[kepler-dev] [Bug 1342] - need R actor

Fri Mar 11 15:19:56 PST 2005

http://bugzilla.ecoinformatics.org/show_bug.cgi?id=1342

jones at nceas.ucsb.edu changed:

           What    |Removed                     |Added
----------------------------------------------------------------------------
OtherBugsDependingO|                            |2043
              nThis|                            |

------- Additional Comments From jones at nceas.ucsb.edu  2005-03-11 15:19 -------
OK, to summarize the phone call from last week.  We all agree an effiective R
actor needs to provide the following capabilities:

1) Easily import existing R scripts by
   * letting user choose script
   * user defines ports for all script inputs and outputs
   * actor searches script and automagically provides plumbing to 

2) Execute the R script in an existing workflow without any additional
configuration on the part of the user.  That is, if a workflow with an R actor
in it works on one Kepler instance (e.g., Windows), it should work on all other
Kepler instances without modification (ie, no path fixes, temp file renaming, etc)

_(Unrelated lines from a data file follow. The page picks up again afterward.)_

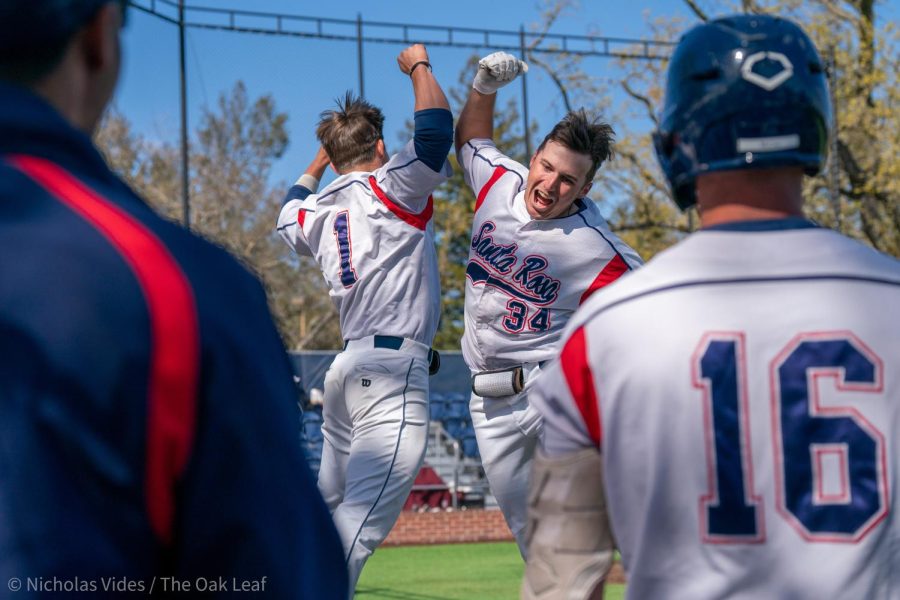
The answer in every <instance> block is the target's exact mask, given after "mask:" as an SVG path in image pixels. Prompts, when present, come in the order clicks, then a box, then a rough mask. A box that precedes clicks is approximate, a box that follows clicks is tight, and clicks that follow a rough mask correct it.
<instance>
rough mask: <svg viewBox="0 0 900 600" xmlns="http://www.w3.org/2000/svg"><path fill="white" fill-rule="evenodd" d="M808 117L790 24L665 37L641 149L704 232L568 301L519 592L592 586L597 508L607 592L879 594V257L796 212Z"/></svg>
mask: <svg viewBox="0 0 900 600" xmlns="http://www.w3.org/2000/svg"><path fill="white" fill-rule="evenodd" d="M830 119H831V107H830V105H829V95H828V89H827V85H826V79H825V74H824V68H823V65H822V61H821V60H820V58H819V56H818V54H817V53H816V50H815V47H814V46H813V43H812V42H811V41H810V39H809V38H808V37H807V36H806V34H805V33H804V32H803V31H802V30H801V29H800V28H799V27H798V26H797V25H795V24H794V23H792V22H790V21H787V20H785V19H781V18H777V17H772V16H766V15H740V16H733V17H727V18H722V19H717V20H715V21H712V22H710V23H707V24H703V25H700V26H698V27H696V28H694V29H692V30H691V31H690V32H688V33H687V34H686V35H685V36H684V37H683V38H682V40H681V42H680V43H679V45H678V47H677V48H676V50H675V53H674V55H673V57H672V59H671V63H670V65H669V74H668V86H667V88H666V95H665V106H664V109H663V112H662V118H661V121H660V127H659V131H658V133H657V134H656V137H655V141H656V149H657V155H658V157H659V160H660V163H661V164H662V167H663V171H664V172H665V174H666V176H667V177H668V179H669V182H670V183H671V185H672V189H673V194H674V197H675V201H676V202H677V203H678V205H679V206H680V207H681V208H682V209H685V208H687V207H689V206H692V205H693V204H694V203H695V202H696V204H697V207H698V209H699V212H700V218H701V221H702V229H701V230H700V231H699V232H697V233H695V234H693V235H691V236H690V237H689V238H688V239H687V240H685V241H683V242H681V243H680V244H678V245H676V246H675V247H673V248H671V249H669V250H668V251H666V252H664V253H662V254H660V255H659V256H657V257H656V258H655V259H654V260H653V261H651V262H650V263H649V264H648V265H647V266H646V267H645V268H643V269H641V270H640V271H639V272H637V273H635V274H634V275H633V276H631V277H629V278H628V279H627V280H623V281H622V282H621V283H620V284H618V285H616V286H614V287H613V288H611V289H610V290H608V291H607V292H604V293H601V294H597V296H595V297H594V298H592V299H591V300H590V301H589V302H588V303H587V304H585V305H584V306H583V307H582V309H581V310H580V311H579V313H578V314H577V315H576V316H575V318H574V319H573V321H572V323H571V324H570V325H569V327H568V329H567V332H566V336H565V342H564V345H563V346H562V350H561V354H560V357H559V360H557V361H555V362H554V363H553V364H552V365H551V366H550V367H549V369H548V372H547V373H545V375H544V376H543V377H542V379H541V381H540V382H539V383H538V389H537V390H536V392H535V395H534V396H535V404H536V405H537V407H538V408H539V409H540V411H541V412H542V414H543V415H544V438H543V441H542V450H539V452H538V459H537V460H536V461H535V471H534V474H533V477H532V481H533V486H532V498H531V502H532V506H533V508H534V511H533V513H532V519H533V520H531V532H532V536H531V546H530V551H531V554H530V556H529V564H528V567H527V575H526V580H525V583H524V587H523V592H524V593H523V596H524V597H526V598H558V597H567V598H569V597H571V598H580V597H584V595H585V594H586V593H588V592H589V591H590V588H591V587H593V586H594V585H595V584H596V583H597V582H598V581H599V580H600V578H601V577H602V576H603V574H604V572H605V569H606V568H607V567H608V564H609V559H610V558H611V554H612V545H613V542H612V539H611V535H610V528H609V524H608V523H607V518H606V515H607V511H608V521H609V523H611V525H612V528H613V529H614V530H615V539H616V541H617V542H618V547H619V548H620V550H621V554H622V560H623V562H624V565H625V568H626V570H627V571H628V595H629V597H633V598H672V597H684V598H725V597H728V598H774V597H778V598H810V599H812V598H896V597H897V595H898V591H900V571H898V569H897V564H898V563H900V546H898V545H897V540H900V522H898V520H897V518H896V513H897V509H898V504H897V493H898V489H897V484H898V479H900V467H898V465H900V460H898V456H900V446H898V441H900V429H898V427H900V264H898V262H897V261H896V260H895V259H893V258H890V257H888V256H885V255H882V254H879V253H878V252H876V251H874V250H872V249H870V248H868V247H865V246H863V245H861V244H859V243H858V242H856V241H854V240H851V239H848V238H846V237H844V236H841V235H839V234H837V233H835V232H833V231H829V230H826V229H822V228H821V227H818V226H817V225H815V224H814V223H812V222H811V221H808V220H807V219H805V218H804V217H803V197H802V184H803V175H804V172H805V173H807V174H815V173H816V172H817V171H818V170H819V169H820V168H821V167H822V165H823V164H824V162H825V153H826V149H827V148H828V139H827V131H828V126H829V122H830ZM604 488H605V491H604ZM576 509H577V510H576Z"/></svg>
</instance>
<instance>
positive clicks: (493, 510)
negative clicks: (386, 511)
mask: <svg viewBox="0 0 900 600" xmlns="http://www.w3.org/2000/svg"><path fill="white" fill-rule="evenodd" d="M512 539H513V536H512V533H511V532H510V531H509V527H507V526H506V521H505V520H504V519H503V513H501V512H500V511H499V510H457V511H450V512H447V511H441V512H421V513H420V512H409V511H404V512H402V513H400V519H398V520H397V524H396V525H394V528H393V529H392V530H391V533H390V535H388V538H387V539H386V540H385V541H384V544H383V545H385V546H406V545H413V544H450V543H459V542H506V541H512Z"/></svg>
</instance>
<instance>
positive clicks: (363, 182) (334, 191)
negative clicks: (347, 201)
mask: <svg viewBox="0 0 900 600" xmlns="http://www.w3.org/2000/svg"><path fill="white" fill-rule="evenodd" d="M354 183H358V184H360V185H361V186H363V187H365V188H368V187H369V186H368V185H367V184H366V182H365V181H359V180H356V179H354V180H353V181H351V182H350V183H347V184H345V185H342V186H341V187H339V188H336V189H333V190H329V192H328V193H327V194H322V195H321V196H319V198H318V200H321V199H322V198H327V197H328V196H330V195H331V194H334V193H337V192H339V191H341V190H343V189H345V188H348V187H350V186H351V185H353V184H354ZM295 187H297V186H295ZM299 187H302V186H299ZM318 200H317V201H318ZM300 210H303V209H302V208H301V209H300ZM306 212H310V211H306ZM292 225H296V223H294V222H291V223H286V224H284V225H282V226H281V227H278V228H277V231H282V230H284V229H286V228H288V227H291V226H292Z"/></svg>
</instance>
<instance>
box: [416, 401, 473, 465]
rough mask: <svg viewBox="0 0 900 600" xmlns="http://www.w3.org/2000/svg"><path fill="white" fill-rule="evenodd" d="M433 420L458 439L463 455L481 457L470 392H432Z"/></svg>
mask: <svg viewBox="0 0 900 600" xmlns="http://www.w3.org/2000/svg"><path fill="white" fill-rule="evenodd" d="M429 409H430V411H431V421H432V422H439V423H440V424H441V425H443V427H444V430H445V431H446V432H447V433H448V434H450V435H451V436H452V437H453V438H454V439H456V440H458V441H459V443H460V446H461V448H462V452H463V455H465V456H469V457H471V458H481V456H480V455H479V454H478V443H477V442H476V441H475V428H474V427H473V426H472V417H471V416H470V415H469V394H468V393H463V392H432V393H431V394H430V397H429Z"/></svg>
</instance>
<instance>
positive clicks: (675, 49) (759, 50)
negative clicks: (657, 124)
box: [653, 15, 831, 210]
mask: <svg viewBox="0 0 900 600" xmlns="http://www.w3.org/2000/svg"><path fill="white" fill-rule="evenodd" d="M830 122H831V103H830V101H829V96H828V85H827V82H826V79H825V72H824V69H823V67H822V61H821V59H820V58H819V55H818V53H817V52H816V49H815V46H813V43H812V41H811V40H810V39H809V37H807V35H806V34H805V33H804V32H803V30H801V29H800V28H799V27H798V26H797V25H795V24H794V23H792V22H791V21H788V20H786V19H782V18H779V17H772V16H768V15H736V16H732V17H725V18H721V19H716V20H715V21H711V22H709V23H705V24H703V25H699V26H697V27H695V28H694V29H692V30H691V31H689V32H688V33H686V34H685V35H684V37H682V39H681V41H680V42H679V44H678V47H677V48H676V49H675V53H674V54H673V55H672V59H671V62H670V63H669V74H668V83H667V86H666V99H665V106H664V108H663V113H662V115H661V118H660V124H659V130H658V131H657V132H656V133H655V134H654V136H653V138H654V144H655V146H656V155H657V157H658V158H659V162H660V164H661V165H662V169H663V172H665V174H666V177H667V178H668V180H669V184H670V185H671V186H672V192H673V194H674V196H675V202H676V203H677V204H678V206H679V207H680V208H681V209H682V210H685V209H687V208H689V207H690V206H692V205H693V204H694V203H695V202H696V197H695V193H694V190H695V187H694V182H695V180H696V178H697V175H699V174H702V173H708V172H711V171H725V170H731V169H758V168H766V167H774V166H790V165H796V166H801V167H803V168H804V170H805V171H806V173H807V174H809V175H815V174H816V173H817V172H818V171H819V169H820V168H821V167H822V165H823V164H824V163H825V158H826V155H827V148H828V124H829V123H830Z"/></svg>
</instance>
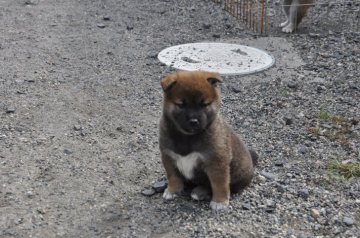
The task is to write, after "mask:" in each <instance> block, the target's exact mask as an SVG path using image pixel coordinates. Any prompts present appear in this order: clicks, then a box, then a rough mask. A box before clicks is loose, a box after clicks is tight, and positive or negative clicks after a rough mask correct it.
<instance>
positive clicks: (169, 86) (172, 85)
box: [161, 75, 176, 92]
mask: <svg viewBox="0 0 360 238" xmlns="http://www.w3.org/2000/svg"><path fill="white" fill-rule="evenodd" d="M175 84H176V76H175V75H169V76H167V77H165V78H163V79H162V80H161V87H162V88H163V90H164V92H167V91H169V90H170V89H171V88H172V87H174V86H175Z"/></svg>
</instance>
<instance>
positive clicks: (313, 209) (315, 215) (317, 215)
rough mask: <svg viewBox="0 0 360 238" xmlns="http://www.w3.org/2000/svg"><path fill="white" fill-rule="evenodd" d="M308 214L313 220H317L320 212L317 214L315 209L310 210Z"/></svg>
mask: <svg viewBox="0 0 360 238" xmlns="http://www.w3.org/2000/svg"><path fill="white" fill-rule="evenodd" d="M310 214H311V216H312V217H313V218H315V219H318V218H319V217H320V212H319V210H317V209H315V208H312V209H311V210H310Z"/></svg>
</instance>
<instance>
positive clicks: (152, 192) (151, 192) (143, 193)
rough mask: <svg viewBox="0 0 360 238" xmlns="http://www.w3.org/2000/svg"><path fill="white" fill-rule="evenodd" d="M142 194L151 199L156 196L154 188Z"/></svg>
mask: <svg viewBox="0 0 360 238" xmlns="http://www.w3.org/2000/svg"><path fill="white" fill-rule="evenodd" d="M141 194H142V195H144V196H148V197H150V196H152V195H154V194H155V190H154V189H152V188H147V189H144V190H142V191H141Z"/></svg>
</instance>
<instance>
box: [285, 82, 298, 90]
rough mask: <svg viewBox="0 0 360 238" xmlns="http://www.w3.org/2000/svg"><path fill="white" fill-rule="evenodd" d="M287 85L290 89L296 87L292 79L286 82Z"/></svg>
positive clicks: (295, 85)
mask: <svg viewBox="0 0 360 238" xmlns="http://www.w3.org/2000/svg"><path fill="white" fill-rule="evenodd" d="M287 86H288V87H289V88H292V89H295V88H297V86H298V85H297V83H296V82H294V81H289V82H288V83H287Z"/></svg>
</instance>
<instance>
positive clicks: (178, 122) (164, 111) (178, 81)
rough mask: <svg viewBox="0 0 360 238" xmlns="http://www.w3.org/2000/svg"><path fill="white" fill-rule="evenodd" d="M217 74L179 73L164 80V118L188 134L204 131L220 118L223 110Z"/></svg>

The key here that we are trying to acheive is ease of use through transparent
functionality.  If someone binds an R script for Linear Regression to the R
actor, they should be able to register that in the user library and from then on
all other users should be able to use that regression actor without modification
(just drop it in place, connect the ports, and run).

Handling (1) the import of actors will probably require a new GUI component, or
at least a specialized configuration dialog that can take the R script as an
attribute.  The process might look like this for importing an R script:
a) User drags generic R actor onto canvas
b) user opens the configure dialog for that actor and
   b1) pastes the R script of interest into the script field
   b2) creates ports for all of the inputs expected by the R script

Ideally that would be it and the R actor would be able to map between the port
name and the tokens in the script.  For example, assume a script needed two
vectors of floats as input named 'x' and 'y' in the script and produced a
scatterplot in an image file of type image/gif called 'scatterplot'.  When the
user imports the actor, he would create two input ports named x and y of type
array of float, and one output port named 'scatterplot' of type 'Object' ( I'm
not sure about that last type decision).  The R actor would then automatically
and without further configuration be able to take data coming in on the two
input ports (x and y) and provide it to the exectuing R script, and take the out
file and provide it on the output port (scatterplot).  This means reading the
temporary file that the R put generates using an InputStream and emitting the
data on the port.  In addition, becauser the R script used a temporary file for
staging the output, ideally the R actor will 'know' to substitute a temporary
file name instead of the default 'scatterplot' name in the script so that two or
more instances of this actor in the same or different workflows don't overwrite
each others output graphs.

With this functionality we will be able to import a suite of R actors that do
common tasks that scientists can use, such as regression, anova, means by group,
etc.   These new actors are described in a new set of bugs (see bug #2043).